In Australia, almost 1.3 million tonnes of glass packaging are consumed each year. Glass is, without a doubt, one of the most popular types of packaging, and it also has a very long life cycle. Glass takes one million years to break down naturally in the environment, and it can take even longer if it’s stuck in a landfill. Glass, on the other hand, is a highly recyclable material. Many varieties of glass may be recycled and treated indefinitely, making it ready for reuse.

Here’s what you need to know about reusing glass, disposing it and what happens afterwards.

Glass reuse

Firstly, the best thing to do to reduce the environmental impact that disposed glass can have is to not dispose of glass waste in the first place. Instead, try to find a way to repurpose it. Empty glass jars are often great for storing food, homemade cleaning products, small items and even make great flower vases.

Recycling glass

Glass cannot be recycled in its whole. Glass jars and bottles are the only items that can be placed in the mixed recycling containers or kerbside recycling bins. Because drinking glasses, glass windowpanes, and oven-proof glass have a different melting temperature than glass bottles and jars, they cannot be recycled. Mirrors, lightbulbs, and light tubes are also prohibited from being placed in mixed recycling containers or kerbside recycling bins. Each state and territory has its own set of acceptance criteria, so be sure you know which types of glass can and cannot be collected for recycling in your state or territory, as well as your local council’s rules and regulations.

How is glass recycled?

After glass is collected for recycling from homes, businesses and recycling centres, it will be transported to a materials recycling facility, where it will go through a range or processes to get it reusable. First, the different types of glass are sorted by colour, and the separated glass is crushed. Then comes a process which removes any metals and small contaminants from the crushed glass. The glass is then further crushed and is melted down. Finally, the glass is poured into moulds to become new bottles and jars to be reused.
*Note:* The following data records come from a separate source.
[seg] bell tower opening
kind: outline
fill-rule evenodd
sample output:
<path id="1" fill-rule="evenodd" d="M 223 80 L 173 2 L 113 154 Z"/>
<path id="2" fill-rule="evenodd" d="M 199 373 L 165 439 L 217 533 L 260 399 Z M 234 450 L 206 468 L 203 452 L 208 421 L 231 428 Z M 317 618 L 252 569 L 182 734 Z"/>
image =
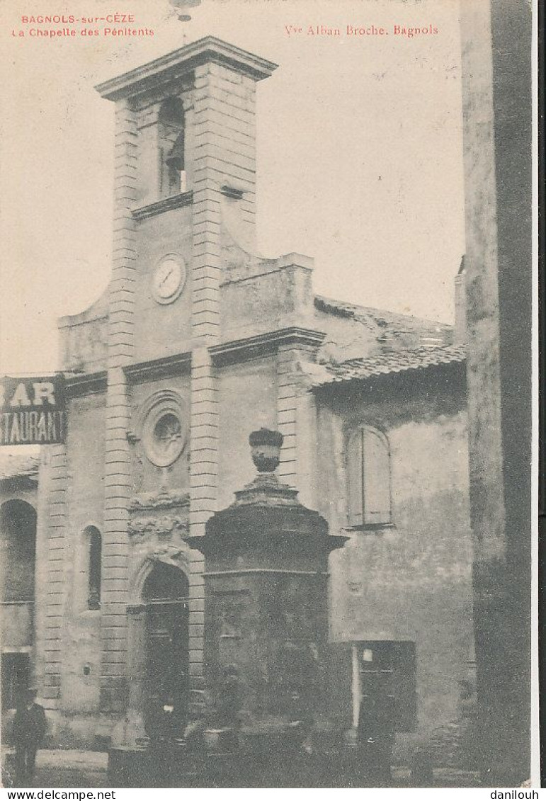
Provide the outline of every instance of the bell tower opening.
<path id="1" fill-rule="evenodd" d="M 178 97 L 161 104 L 158 117 L 159 196 L 186 191 L 184 169 L 184 109 Z"/>
<path id="2" fill-rule="evenodd" d="M 144 582 L 146 710 L 148 734 L 181 736 L 189 701 L 187 577 L 157 562 Z"/>

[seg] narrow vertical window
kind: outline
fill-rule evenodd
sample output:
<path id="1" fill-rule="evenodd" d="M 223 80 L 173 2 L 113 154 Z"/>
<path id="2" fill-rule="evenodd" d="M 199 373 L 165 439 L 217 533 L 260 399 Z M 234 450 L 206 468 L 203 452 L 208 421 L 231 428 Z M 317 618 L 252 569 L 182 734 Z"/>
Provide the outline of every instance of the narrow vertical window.
<path id="1" fill-rule="evenodd" d="M 349 525 L 391 522 L 391 457 L 388 441 L 376 429 L 361 426 L 347 445 Z"/>
<path id="2" fill-rule="evenodd" d="M 159 195 L 170 197 L 186 190 L 184 110 L 179 98 L 167 98 L 158 118 Z"/>
<path id="3" fill-rule="evenodd" d="M 89 592 L 88 609 L 100 609 L 101 606 L 101 562 L 102 541 L 98 529 L 89 529 Z"/>

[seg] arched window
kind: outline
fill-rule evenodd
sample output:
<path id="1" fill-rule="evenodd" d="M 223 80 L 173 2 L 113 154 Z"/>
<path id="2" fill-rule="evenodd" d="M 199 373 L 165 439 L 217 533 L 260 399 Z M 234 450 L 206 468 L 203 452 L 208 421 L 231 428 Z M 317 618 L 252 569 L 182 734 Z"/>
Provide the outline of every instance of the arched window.
<path id="1" fill-rule="evenodd" d="M 362 425 L 347 443 L 348 520 L 351 526 L 391 522 L 391 454 L 376 429 Z"/>
<path id="2" fill-rule="evenodd" d="M 90 525 L 86 529 L 89 542 L 89 566 L 87 573 L 87 608 L 100 609 L 101 606 L 101 562 L 102 539 L 98 529 Z"/>
<path id="3" fill-rule="evenodd" d="M 159 195 L 170 197 L 186 190 L 184 109 L 180 98 L 167 98 L 158 117 Z"/>

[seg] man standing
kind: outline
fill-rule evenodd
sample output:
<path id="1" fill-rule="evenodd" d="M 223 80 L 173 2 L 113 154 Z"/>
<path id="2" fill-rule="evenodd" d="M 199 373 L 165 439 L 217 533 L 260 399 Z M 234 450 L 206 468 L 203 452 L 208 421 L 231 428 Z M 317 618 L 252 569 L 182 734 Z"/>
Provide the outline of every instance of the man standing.
<path id="1" fill-rule="evenodd" d="M 29 787 L 34 775 L 36 751 L 47 724 L 43 706 L 35 702 L 36 690 L 27 690 L 14 718 L 15 776 L 18 787 Z"/>

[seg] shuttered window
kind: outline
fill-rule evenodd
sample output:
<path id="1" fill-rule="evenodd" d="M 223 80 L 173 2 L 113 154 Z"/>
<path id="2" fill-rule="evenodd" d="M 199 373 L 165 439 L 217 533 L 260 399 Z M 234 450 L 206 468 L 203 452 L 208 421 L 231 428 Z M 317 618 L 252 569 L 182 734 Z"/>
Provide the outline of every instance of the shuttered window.
<path id="1" fill-rule="evenodd" d="M 349 437 L 349 525 L 391 522 L 391 458 L 388 441 L 376 429 L 361 426 Z"/>

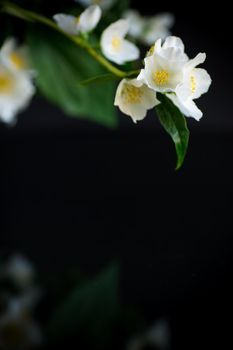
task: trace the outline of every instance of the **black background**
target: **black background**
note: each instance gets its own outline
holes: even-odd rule
[[[207,53],[210,92],[189,120],[190,148],[174,171],[173,145],[155,117],[120,128],[65,118],[37,97],[14,128],[0,125],[1,251],[38,270],[121,263],[122,299],[170,319],[173,349],[232,347],[232,40],[226,1],[136,3],[171,11],[190,56]],[[54,5],[56,6],[56,5]]]

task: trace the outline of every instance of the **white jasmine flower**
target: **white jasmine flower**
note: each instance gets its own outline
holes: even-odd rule
[[[108,10],[116,2],[116,0],[76,0],[81,5],[87,7],[90,5],[99,5],[103,10]]]
[[[101,49],[103,54],[117,64],[124,64],[137,60],[139,49],[125,39],[129,30],[129,22],[125,19],[111,24],[101,36]]]
[[[35,271],[26,258],[21,255],[14,255],[2,267],[0,276],[9,278],[20,288],[26,288],[32,285]]]
[[[140,40],[146,45],[152,45],[157,39],[162,40],[168,37],[175,19],[171,13],[161,13],[146,20],[144,31],[140,35]]]
[[[25,109],[35,87],[25,71],[10,67],[0,56],[0,120],[13,123],[17,113]]]
[[[26,46],[18,47],[14,38],[8,38],[0,50],[2,60],[12,69],[33,73],[29,64]]]
[[[161,45],[158,39],[145,58],[145,68],[141,70],[138,80],[157,92],[172,92],[183,81],[184,65],[188,57],[184,44],[177,37],[168,37]]]
[[[185,116],[196,120],[200,120],[203,113],[193,100],[206,93],[211,85],[211,78],[207,71],[196,68],[199,64],[204,63],[205,59],[206,54],[200,53],[187,62],[183,82],[177,86],[176,94],[167,95]]]
[[[158,105],[156,93],[137,79],[123,79],[116,92],[114,105],[136,123],[146,117],[148,109]]]
[[[100,21],[101,9],[97,5],[88,7],[79,17],[56,14],[53,19],[58,27],[70,35],[91,32]]]
[[[171,342],[171,331],[166,320],[159,320],[145,333],[130,340],[127,350],[169,349]]]
[[[10,299],[6,311],[0,316],[1,348],[28,349],[41,343],[42,334],[31,311],[25,299]]]

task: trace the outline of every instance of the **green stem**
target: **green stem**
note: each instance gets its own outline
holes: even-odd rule
[[[125,71],[118,69],[117,67],[112,65],[108,60],[106,60],[101,54],[99,54],[83,38],[78,37],[78,36],[69,35],[69,34],[65,33],[52,20],[50,20],[47,17],[44,17],[44,16],[37,14],[35,12],[32,12],[32,11],[25,10],[25,9],[23,9],[17,5],[14,5],[12,3],[9,3],[9,2],[3,2],[1,7],[0,7],[0,10],[4,13],[21,18],[21,19],[26,20],[26,21],[38,22],[38,23],[44,24],[47,27],[50,27],[50,28],[56,30],[57,32],[62,33],[69,40],[74,42],[76,45],[78,45],[79,47],[86,50],[90,56],[92,56],[103,67],[105,67],[112,74],[116,75],[118,78],[127,78],[127,77],[131,77],[133,75],[138,74],[138,71],[125,72]]]

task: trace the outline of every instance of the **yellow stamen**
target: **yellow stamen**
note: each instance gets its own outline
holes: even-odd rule
[[[158,70],[153,75],[153,80],[156,85],[162,86],[166,85],[169,81],[169,73],[166,70]]]
[[[125,103],[140,103],[143,92],[136,86],[125,84],[122,90],[122,97]]]
[[[12,81],[5,73],[0,72],[0,94],[8,93],[11,90]]]
[[[191,91],[192,91],[192,94],[194,94],[196,91],[196,88],[197,88],[197,83],[196,83],[196,79],[193,75],[191,75],[190,81],[191,81]]]
[[[119,37],[114,37],[114,38],[112,38],[112,47],[113,47],[113,49],[115,50],[115,51],[119,51],[120,50],[120,48],[121,48],[121,38],[119,38]]]
[[[23,57],[16,52],[11,53],[10,60],[17,69],[23,69],[25,67],[25,62]]]

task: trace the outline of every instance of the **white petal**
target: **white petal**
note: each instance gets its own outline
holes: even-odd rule
[[[0,93],[0,119],[12,123],[16,114],[28,106],[35,87],[27,72],[9,69],[4,61],[0,61],[0,72],[10,81],[9,90]]]
[[[79,27],[82,33],[90,32],[100,21],[102,11],[99,6],[92,5],[88,7],[79,18]]]
[[[141,81],[143,84],[146,84],[145,69],[141,69],[137,80]]]
[[[158,15],[152,17],[151,19],[154,22],[157,22],[158,25],[171,28],[174,25],[175,17],[172,13],[159,13]]]
[[[56,14],[53,16],[54,21],[58,27],[65,33],[70,35],[77,35],[79,32],[77,18],[71,15]]]
[[[130,41],[123,40],[122,50],[121,50],[120,56],[122,59],[122,63],[135,61],[139,58],[140,51],[139,51],[138,47],[136,45],[132,44]]]
[[[130,85],[138,89],[136,93],[138,91],[139,97],[136,94],[134,99],[135,92],[129,90]],[[126,90],[124,90],[125,88]],[[123,79],[117,88],[114,105],[118,106],[123,113],[129,115],[136,123],[144,119],[147,110],[155,107],[158,103],[155,92],[142,82],[137,79]]]
[[[201,95],[205,94],[211,85],[210,75],[205,69],[195,68],[192,71],[194,78],[196,80],[196,91],[193,94],[193,99],[199,98]]]
[[[202,111],[197,107],[195,102],[189,98],[188,100],[181,101],[175,94],[167,94],[167,97],[172,100],[174,105],[186,116],[186,117],[192,117],[199,121],[203,113]]]

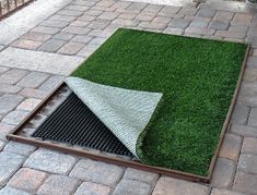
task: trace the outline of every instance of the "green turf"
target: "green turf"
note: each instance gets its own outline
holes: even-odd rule
[[[245,50],[243,44],[119,29],[72,75],[163,93],[140,158],[207,175]]]

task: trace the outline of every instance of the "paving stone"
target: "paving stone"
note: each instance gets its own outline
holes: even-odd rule
[[[231,21],[234,16],[233,12],[229,12],[229,11],[222,11],[222,10],[218,10],[217,14],[214,16],[214,20],[217,21]]]
[[[68,42],[58,50],[58,53],[62,54],[75,54],[84,47],[83,44]]]
[[[257,156],[252,154],[242,154],[240,156],[237,168],[244,172],[257,173]]]
[[[55,35],[58,32],[60,32],[60,28],[48,27],[48,26],[37,26],[37,27],[33,28],[32,32]]]
[[[46,41],[46,40],[50,39],[51,35],[43,34],[43,33],[28,32],[25,35],[23,35],[21,38],[43,42],[43,41]]]
[[[17,110],[25,110],[25,111],[32,111],[36,108],[37,105],[39,105],[40,99],[25,99],[21,105],[17,106]]]
[[[232,24],[250,24],[253,15],[250,13],[235,13]]]
[[[250,126],[257,126],[257,108],[250,109],[250,114],[248,119],[248,125]]]
[[[212,174],[211,184],[219,187],[227,187],[233,182],[235,163],[225,158],[218,158]]]
[[[4,83],[0,83],[0,92],[7,94],[16,94],[22,89],[22,87],[16,85],[9,85]]]
[[[55,52],[60,49],[67,41],[59,39],[50,39],[38,48],[40,51]]]
[[[36,149],[36,147],[32,146],[32,145],[10,142],[4,147],[3,150],[8,151],[8,153],[22,155],[22,156],[30,156],[35,149]]]
[[[199,34],[199,35],[213,35],[214,29],[209,29],[206,27],[188,27],[186,28],[185,33],[187,34]]]
[[[126,19],[126,20],[132,20],[137,16],[138,14],[136,13],[121,13],[118,15],[119,19]]]
[[[16,85],[22,87],[36,88],[43,84],[50,75],[42,72],[32,72],[23,77]]]
[[[208,195],[209,190],[207,186],[177,180],[168,176],[161,176],[157,184],[152,193],[153,195],[178,195],[178,194],[190,194],[190,195]]]
[[[2,122],[8,124],[17,125],[21,123],[26,117],[28,112],[22,110],[14,110],[10,112],[7,117],[3,118]]]
[[[47,80],[38,89],[50,92],[65,80],[65,76],[55,75]]]
[[[79,182],[74,179],[63,175],[50,175],[40,186],[38,195],[70,195],[78,187]]]
[[[90,9],[89,7],[74,5],[74,4],[70,4],[70,5],[66,7],[66,10],[73,10],[73,11],[80,11],[80,12],[84,12],[89,9]]]
[[[94,15],[82,15],[78,20],[79,21],[85,21],[85,22],[92,22],[96,19]]]
[[[173,28],[183,28],[185,29],[189,25],[190,21],[185,19],[173,19],[168,26]]]
[[[208,17],[208,19],[211,19],[215,15],[215,11],[214,10],[199,10],[198,13],[197,13],[197,16],[198,17]]]
[[[72,41],[89,44],[92,40],[92,38],[93,38],[92,36],[77,35],[74,38],[72,38]]]
[[[173,27],[167,27],[163,31],[165,34],[173,34],[173,35],[183,35],[184,29],[182,28],[173,28]]]
[[[75,34],[75,35],[86,35],[91,29],[86,27],[78,27],[78,26],[68,26],[62,29],[65,33]]]
[[[190,23],[190,27],[207,27],[209,25],[209,20],[196,17]]]
[[[215,35],[226,38],[245,38],[246,36],[244,32],[232,32],[232,31],[217,31]]]
[[[0,113],[8,113],[22,102],[23,97],[19,95],[3,95],[0,97]]]
[[[36,193],[47,176],[48,174],[45,172],[22,168],[12,176],[7,186],[28,193]]]
[[[230,26],[230,23],[225,21],[212,21],[210,23],[210,28],[212,29],[227,29],[229,26]]]
[[[165,29],[167,24],[165,23],[150,23],[150,22],[141,22],[139,27],[145,28],[145,29]]]
[[[75,191],[74,195],[84,195],[84,194],[94,194],[94,195],[108,195],[110,194],[112,188],[96,183],[84,182]]]
[[[137,26],[139,24],[138,21],[126,20],[126,19],[116,19],[113,21],[113,24],[121,25],[121,26]]]
[[[241,153],[255,154],[257,155],[257,138],[245,137]]]
[[[149,14],[149,13],[140,13],[136,20],[137,21],[147,21],[150,22],[154,19],[155,14]]]
[[[0,74],[7,72],[8,70],[10,70],[9,68],[4,68],[4,66],[0,66]]]
[[[108,24],[109,24],[109,21],[106,21],[106,20],[96,20],[96,21],[93,21],[87,27],[89,27],[89,28],[98,28],[98,29],[103,29],[103,28],[105,28]]]
[[[246,124],[249,115],[249,108],[243,105],[235,105],[232,113],[232,123],[234,124]]]
[[[118,13],[115,12],[104,12],[102,13],[98,19],[101,20],[107,20],[107,21],[113,21],[118,16]]]
[[[63,22],[71,22],[74,21],[77,17],[75,16],[70,16],[70,15],[54,15],[49,17],[49,20],[52,21],[63,21]]]
[[[60,40],[70,40],[73,37],[74,37],[73,34],[60,32],[60,33],[56,34],[52,38],[60,39]]]
[[[17,39],[11,44],[12,47],[17,47],[22,49],[37,49],[43,42],[27,39]]]
[[[40,26],[49,26],[49,27],[66,27],[68,26],[69,23],[65,22],[65,21],[51,21],[51,20],[47,20],[44,21],[43,23],[40,23]]]
[[[210,195],[245,195],[243,193],[229,191],[225,188],[213,188]]]
[[[0,153],[0,185],[5,185],[8,180],[22,166],[25,157],[7,151]]]
[[[38,149],[30,156],[24,167],[56,174],[67,174],[77,159],[72,156]]]
[[[167,24],[171,22],[170,17],[162,17],[162,16],[156,16],[153,21],[153,23],[164,23]]]
[[[174,16],[182,8],[180,7],[164,7],[157,15],[162,16]]]
[[[128,168],[125,171],[124,179],[137,180],[137,181],[149,183],[149,184],[155,184],[159,179],[159,174]]]
[[[0,122],[0,139],[7,141],[5,135],[9,134],[15,126]]]
[[[114,195],[145,195],[151,193],[151,185],[132,180],[121,180],[114,191]]]
[[[73,10],[60,10],[57,12],[58,15],[69,15],[69,16],[80,16],[83,14],[83,12],[80,11],[73,11]]]
[[[127,10],[137,10],[137,11],[142,11],[148,4],[143,2],[132,2]]]
[[[80,160],[70,176],[82,181],[101,183],[108,186],[115,186],[122,176],[124,169],[114,164],[108,164],[93,160]]]
[[[2,190],[0,190],[0,195],[30,195],[30,193],[11,187],[3,187]]]
[[[257,194],[257,174],[237,171],[233,190],[243,193]]]
[[[24,97],[37,98],[37,99],[43,99],[48,95],[47,92],[35,89],[35,88],[24,88],[19,94],[24,96]]]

This procedure can go on indefinitely without affecting the quality, purity, or durability of the glass. Furthermore, recycling glass consumes far less energy than melting raw materials to create new jars and bottles.

When recycled glass is used in the creation of these products, it uses far fewer resources and consumes far less energy. Both of these characteristics will result in fewer manufacturing carbon emissions. By ensuring that your glass jars and bottles are correctly recycled, you may reduce your potential environmental effect by lowering carbon emissions and minimising the amount of glass that ends up in landfills.